A study of the process of communalization in Bengal is incomplete without a critical examination of its societal structure. Bengal was one on the few states in which Muslims were a majority. But their majority position was not strong enough since the Hindus and Muslims were almost evenly matched in terms of sheer numbers. To add to that, the Muslims in Bengal were also economically, socially and politically lagging behind the Hindus.7 The slight advantage the Muslim population enjoyed over Hindus was more than counterbalanced by the superior position of the latter in economic, social and political life of the province. This generated a feeling among the Muslims that they were ‘economically exploited, culturally subjugated and politically dominated by the Hindus.’8

The Permanent Settlement of 1793 and its subsequent modifications of 1859 and 1885, gave rise to two sets of rights over land- one, a right of proprietorship enjoyed, in the early twentieth century, by some 150,000 zamindars and nearly 3 million holders of intermediate tenures; and two, a right of occupation held by those among the peasantry who had legally recognized rights of tenancy.9The eastern and northern districts of Bengal were the predominantly Muslim areas of the province. Muslims formed the overwhelming bulk of the peasantry whereas the landlords were mainly Hindus in these districts. But this simplistic explanation fails to give a complete picture about the significance of Hindu-Muslim divide in the matter of mutual perceptions of landlord and peasantry in the predominantly Muslim districts of Bengal.10 But it is important for us not to lose sight of the fact that the peasantry in Bengal was not a homogenous group. For instance, in coastal Khulna, there were substantial cultivators (abadkari praja)who enjoyed many customary rights not common elsewhere among the raiyats (tenants).
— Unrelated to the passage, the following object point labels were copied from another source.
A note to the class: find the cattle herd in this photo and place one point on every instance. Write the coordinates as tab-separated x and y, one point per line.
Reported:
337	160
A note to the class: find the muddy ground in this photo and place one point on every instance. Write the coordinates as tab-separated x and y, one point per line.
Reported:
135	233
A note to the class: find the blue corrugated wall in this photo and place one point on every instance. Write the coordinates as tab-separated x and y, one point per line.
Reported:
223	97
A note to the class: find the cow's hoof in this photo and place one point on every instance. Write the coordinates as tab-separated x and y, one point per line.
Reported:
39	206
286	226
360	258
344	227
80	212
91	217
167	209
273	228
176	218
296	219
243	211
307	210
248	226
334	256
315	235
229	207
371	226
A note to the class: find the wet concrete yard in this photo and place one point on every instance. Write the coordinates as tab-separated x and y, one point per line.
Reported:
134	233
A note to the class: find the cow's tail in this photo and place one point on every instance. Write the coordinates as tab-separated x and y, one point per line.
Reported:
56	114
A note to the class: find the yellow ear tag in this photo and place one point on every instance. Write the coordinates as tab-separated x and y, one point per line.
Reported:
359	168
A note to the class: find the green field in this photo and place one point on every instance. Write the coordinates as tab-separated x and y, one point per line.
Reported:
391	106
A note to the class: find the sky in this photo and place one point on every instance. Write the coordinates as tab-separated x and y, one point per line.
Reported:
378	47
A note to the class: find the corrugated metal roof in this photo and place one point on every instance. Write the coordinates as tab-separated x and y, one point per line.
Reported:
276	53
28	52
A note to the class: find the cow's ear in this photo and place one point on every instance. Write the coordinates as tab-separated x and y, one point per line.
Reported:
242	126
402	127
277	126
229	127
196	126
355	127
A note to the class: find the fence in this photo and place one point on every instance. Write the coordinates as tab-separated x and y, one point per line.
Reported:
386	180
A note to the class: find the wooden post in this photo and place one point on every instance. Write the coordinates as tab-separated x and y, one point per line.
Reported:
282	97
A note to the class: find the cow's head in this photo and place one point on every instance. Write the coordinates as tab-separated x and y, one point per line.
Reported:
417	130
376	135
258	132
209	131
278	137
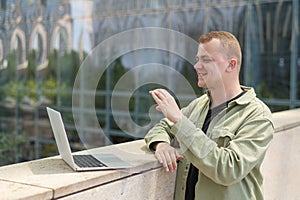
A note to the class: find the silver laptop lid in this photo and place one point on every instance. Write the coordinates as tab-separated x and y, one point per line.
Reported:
60	136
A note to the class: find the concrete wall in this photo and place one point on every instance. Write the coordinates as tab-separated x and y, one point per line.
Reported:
51	178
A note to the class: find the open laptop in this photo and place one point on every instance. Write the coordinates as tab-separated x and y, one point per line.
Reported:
85	162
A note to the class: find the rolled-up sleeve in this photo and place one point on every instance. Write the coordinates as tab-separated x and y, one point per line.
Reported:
225	165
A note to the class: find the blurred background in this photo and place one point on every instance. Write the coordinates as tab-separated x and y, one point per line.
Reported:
43	43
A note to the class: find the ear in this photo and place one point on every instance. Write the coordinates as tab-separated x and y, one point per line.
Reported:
231	66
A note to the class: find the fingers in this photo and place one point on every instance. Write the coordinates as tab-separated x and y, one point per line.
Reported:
168	157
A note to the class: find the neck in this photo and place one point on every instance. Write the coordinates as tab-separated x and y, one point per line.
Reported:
223	94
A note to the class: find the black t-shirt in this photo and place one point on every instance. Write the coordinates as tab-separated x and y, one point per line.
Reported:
193	171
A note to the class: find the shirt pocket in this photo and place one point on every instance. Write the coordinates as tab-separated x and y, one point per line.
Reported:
222	137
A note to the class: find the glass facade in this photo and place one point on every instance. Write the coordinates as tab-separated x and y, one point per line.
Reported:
44	44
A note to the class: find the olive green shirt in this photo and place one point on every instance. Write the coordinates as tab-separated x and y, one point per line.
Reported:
229	155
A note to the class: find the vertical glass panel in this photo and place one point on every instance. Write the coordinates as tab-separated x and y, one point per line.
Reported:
271	58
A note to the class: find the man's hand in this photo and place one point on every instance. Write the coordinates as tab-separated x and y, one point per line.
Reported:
167	156
166	104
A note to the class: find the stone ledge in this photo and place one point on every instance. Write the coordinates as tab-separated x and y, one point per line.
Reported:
55	175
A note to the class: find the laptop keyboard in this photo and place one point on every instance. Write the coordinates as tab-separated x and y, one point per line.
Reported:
87	161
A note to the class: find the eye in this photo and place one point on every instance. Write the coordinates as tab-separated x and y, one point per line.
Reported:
207	60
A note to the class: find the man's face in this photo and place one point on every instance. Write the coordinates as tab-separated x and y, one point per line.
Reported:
211	64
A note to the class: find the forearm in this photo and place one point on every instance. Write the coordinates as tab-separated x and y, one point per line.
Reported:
229	164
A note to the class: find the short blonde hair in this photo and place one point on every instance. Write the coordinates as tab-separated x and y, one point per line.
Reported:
228	42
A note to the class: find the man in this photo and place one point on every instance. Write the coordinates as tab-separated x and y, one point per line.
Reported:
223	135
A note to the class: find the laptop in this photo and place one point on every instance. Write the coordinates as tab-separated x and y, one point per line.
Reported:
86	162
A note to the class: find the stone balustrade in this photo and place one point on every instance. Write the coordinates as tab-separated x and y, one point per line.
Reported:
52	178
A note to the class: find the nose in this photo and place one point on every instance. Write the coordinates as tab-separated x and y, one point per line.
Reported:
198	65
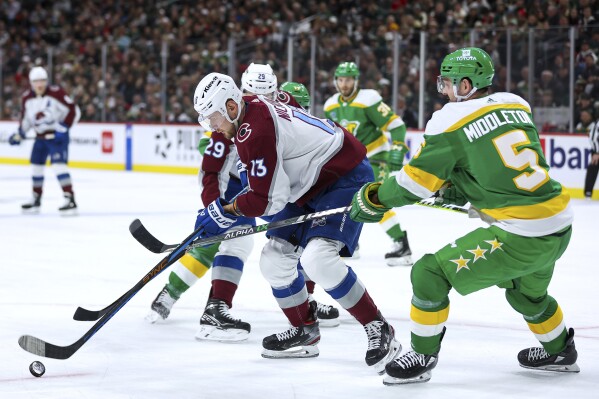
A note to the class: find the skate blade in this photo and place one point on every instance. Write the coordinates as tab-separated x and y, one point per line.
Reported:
403	261
153	317
304	351
394	350
572	368
69	212
210	333
328	322
390	381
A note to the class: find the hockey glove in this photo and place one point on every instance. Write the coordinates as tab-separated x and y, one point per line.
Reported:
450	195
363	210
395	157
61	133
16	138
213	220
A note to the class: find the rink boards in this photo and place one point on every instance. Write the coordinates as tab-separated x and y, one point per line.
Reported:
173	149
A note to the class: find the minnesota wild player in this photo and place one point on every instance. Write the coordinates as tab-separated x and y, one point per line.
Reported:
487	146
364	114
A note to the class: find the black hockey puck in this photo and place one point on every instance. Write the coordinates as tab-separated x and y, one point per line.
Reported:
37	369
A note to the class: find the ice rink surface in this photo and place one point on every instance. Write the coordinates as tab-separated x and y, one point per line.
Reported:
52	264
Many were accepted as tenureholders under the Tenancy Act. In fact the Noakhali Settlement Report says that many of the Muslim cultivators of that district had ‘risen to become middlemen, howladarsand

talukdars, and a few even zamindars (landlords), but they were all of the same stock’, and many continued to cultivate even after acquiring superior rights.11 But, on the other hand, in the eastern districts of Dacca or Faridpur, with large Muslim populations, there were few cases of cultivators operating in effect as intermediate rentiers.12

7For further explanation see Humaira Momen,Muslim Politics in Bengal: A Study of the Krishak Praja Party And The Elections of 1937 (Dacca: Sunny House, 1972) pp. 1-9 and Shila Sen,Muslim Politics in Bengal 1937-1947

(New Delhi: Implex India, 1976) p. 1.

8Shila Sen, Muslim Politics in Bengal 1937-1947 (New Delhi: Implex India, 1976) p. 1

9Partha Chatterjee, ‘Bengal Poltics and the Muslim Masses, 1920-47’, p. 263.

10Ibid., pp. 265-265.

11Final Report on the Survey and Settlement Operations in Noakhali, cited in Ibid., p. 267.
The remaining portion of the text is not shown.